При оценке соци­аль­ной функ­ции системы госу­дар­ствен­ного нало­го­об­ло­же­ния важно ясно осо­зна­вать, что сам факт оплаты чле­нами обще­ства уста­нов­лен­ных нало­гов и сбо­ров по сво­ему зна­че­нию рав­но­си­лен покупке обя­за­тель­ного полиса соци­аль­ного стра­хо­ва­ния. Поэтому в слу­чае непра­во­мер­ного поку­ше­ния на их соб­ствен­ность, утраты тру­до­спо­соб­но­сти и иму­ще­ства в связи со сти­хий­ными бед­стви­ями, несчаст­ными слу­ча­ями и тому подоб­ными явле­ни­ями они вправе рас­счи­ты­вать на ока­за­ние помощи со сто­роны соци­аль­ной кон­струк­ции, назы­ва­е­мой госу­дар­ством. Вместе с тем тре­бу­ется пони­ма­ние того, что госу­дар­ство при ока­за­нии финан­со­вой и иной помощи лишь исполь­зует сред­ства членов обще­ства. При этом между всеми чле­нами обще­ства рас­пре­де­ля­ются риски потери средств (напри­мер, от неудач­ных научно-тех­ни­че­ских про­ек­тов), а также риски, свя­зан­ные с воз­мож­но­стью того, что поло­жи­тель­ные соци­аль­ные резуль­таты от исполь­зо­ва­ния ука­зан­ных средств не будут полу­чены в тече­ние жизни тех, кто напра­вил часть своих дохо­дов (в виде нало­гов) на ука­зан­ные цели.

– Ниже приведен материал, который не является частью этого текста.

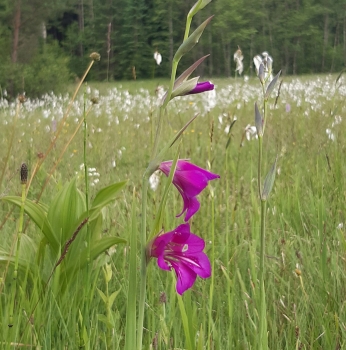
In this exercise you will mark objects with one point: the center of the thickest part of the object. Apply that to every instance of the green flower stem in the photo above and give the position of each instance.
(262, 311)
(10, 143)
(15, 272)
(171, 84)
(188, 25)
(143, 242)
(86, 180)
(211, 290)
(263, 341)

Социаль­ное стра­хо­ва­ние по суще­ству озна­чает рас­пре­де­ле­ние издер­жек, обу­слов­лен­ных нали­чием соот­вет­ству­ю­щих рис­ков, а зна­чит, и выгод между зара­нее неогра­ни­чен­ным чис­лом чле­нов обще­ства, вклю­чая всех, кто может ока­заться жерт­вами непред­ви­ден­ных собы­тий, сти­хий­ных бед­ствий и дру­гих несчастий.

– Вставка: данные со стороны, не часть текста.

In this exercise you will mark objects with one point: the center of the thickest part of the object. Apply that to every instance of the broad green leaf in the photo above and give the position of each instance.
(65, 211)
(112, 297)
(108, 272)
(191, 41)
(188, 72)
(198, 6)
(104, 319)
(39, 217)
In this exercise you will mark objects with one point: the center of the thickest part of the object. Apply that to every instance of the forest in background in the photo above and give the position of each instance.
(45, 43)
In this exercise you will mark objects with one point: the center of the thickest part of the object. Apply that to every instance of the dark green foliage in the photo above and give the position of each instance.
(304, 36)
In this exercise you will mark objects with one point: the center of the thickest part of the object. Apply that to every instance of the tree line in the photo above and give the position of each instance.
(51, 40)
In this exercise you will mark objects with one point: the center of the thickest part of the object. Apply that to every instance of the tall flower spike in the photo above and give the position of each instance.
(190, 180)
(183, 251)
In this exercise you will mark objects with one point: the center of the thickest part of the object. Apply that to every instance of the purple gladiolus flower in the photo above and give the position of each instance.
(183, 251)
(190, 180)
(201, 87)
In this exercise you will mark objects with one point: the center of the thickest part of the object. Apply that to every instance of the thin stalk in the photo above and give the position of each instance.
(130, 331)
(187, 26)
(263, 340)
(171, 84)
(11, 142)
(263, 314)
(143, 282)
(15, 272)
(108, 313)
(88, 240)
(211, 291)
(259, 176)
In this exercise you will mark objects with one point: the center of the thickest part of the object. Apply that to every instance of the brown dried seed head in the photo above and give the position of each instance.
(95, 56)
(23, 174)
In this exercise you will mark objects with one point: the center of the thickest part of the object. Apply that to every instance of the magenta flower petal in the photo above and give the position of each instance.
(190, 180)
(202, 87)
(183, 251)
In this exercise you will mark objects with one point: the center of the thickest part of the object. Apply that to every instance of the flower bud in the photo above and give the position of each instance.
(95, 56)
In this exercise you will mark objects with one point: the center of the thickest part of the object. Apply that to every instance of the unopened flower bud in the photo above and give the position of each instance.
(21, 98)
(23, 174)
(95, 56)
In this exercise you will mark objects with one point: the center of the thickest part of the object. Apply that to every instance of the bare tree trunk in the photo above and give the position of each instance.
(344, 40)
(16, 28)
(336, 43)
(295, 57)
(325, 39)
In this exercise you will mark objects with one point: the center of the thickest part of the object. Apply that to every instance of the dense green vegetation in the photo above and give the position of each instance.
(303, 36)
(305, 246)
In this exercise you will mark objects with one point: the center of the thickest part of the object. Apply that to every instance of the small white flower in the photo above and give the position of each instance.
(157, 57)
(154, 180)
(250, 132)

В усло­виях углуб­ле­ния про­цес­сов гло­ба­ли­за­ции в выс­шей сте­пени серьез­ной про­бле­мой, нере­шен­ность кото­рой чре­вата крайне нега­тив­ными послед­стви­ями, явля­ется обес­пе­че­ние стра­хо­ва­ния на слу­чай глу­бо­ких струк­тур­ных изме­не­ний и спа­дов эко­но­ми­че­ской актив­но­сти. Такие изме­не­ния неиз­бежно сопро­вож­да­ются ростом мас­со­вой без­ра­бо­тицы и обостре­нием соци­аль­ной напря­жен­но­сти. Это тре­бует фор­ми­ро­ва­ния стра­хо­вого меха­низма, поз­во­ля­ю­щего не только сгла­жи­вать нега­тив­ные послед­ствия, свя­зан­ные с пора­же­нием тех или иных участ­ни­ков в кон­ку­рент­ной борьбе, но и пре­пят­ство­вать фор­ми­ро­ва­нию моно­по­лий, под­дер­жи­вать рыноч­ные кон­ку­рент­ные прин­ципы хозяй­ство­ва­ния. Оказа­ние дей­ствен­ной помощи тем участ­ни­кам рынка, кото­рые на время про­иг­рали в кон­ку­рент­ной борьбе, но спо­собны про­из­ве­сти необ­хо­ди­мую пере­груп­пи­ровку сил для ее про­дол­же­ния, сле­дует счи­тать одним из глав­ных направ­ле­ний соци­аль­ного стра­хо­ва­ния. Доста­точно рас­про­стра­нен­ная в либе­раль­ных тео­риях точка зре­ния, согласно кото­рой опора на внеш­нюю помощь все­гда деструк­тивна для неза­ви­си­мо­сти инди­вида, не учи­ты­вает важ­ность кре­дит­ных отно­ше­ний, а также ряд дру­гих суще­ствен­ных соци­аль­ных аспек­тов. Указан­ная точка зре­ния обос­но­вы­ва­ется тем, что, поскольку один чело­век ста­вится в зави­си­мость от мило­сти дру­гого, это ведет к умень­ше­нию цен­но­сти само­сто­я­тель­ных уси­лий. Утвер­жда­ется также, что такая помощь и зави­си­мость явля­ются ком­пен­са­цией за неудачу, кото­рая легко пре­вра­ща­ется в поощ­ре­ние без­от­вет­ствен­но­сти. Однако если подоб­ную помощь рас­смат­ри­вать в кон­тек­сте пра­во­вых отно­ше­ний, осно­ван­ных на раз­ви­тии кре­дит­ных отно­ше­ний и обя­за­тель­ном соци­аль­ном стра­хо­ва­нии, то невоз­можно не заме­тить, что она идет на пользу соци­ально-эко­но­ми­че­скому раз­ви­тию. Более того, такую помощь можно опре­де­лить как усло­вие сохра­не­ния кон­ку­рен­ции и пре­пят­ст­вие монополизации.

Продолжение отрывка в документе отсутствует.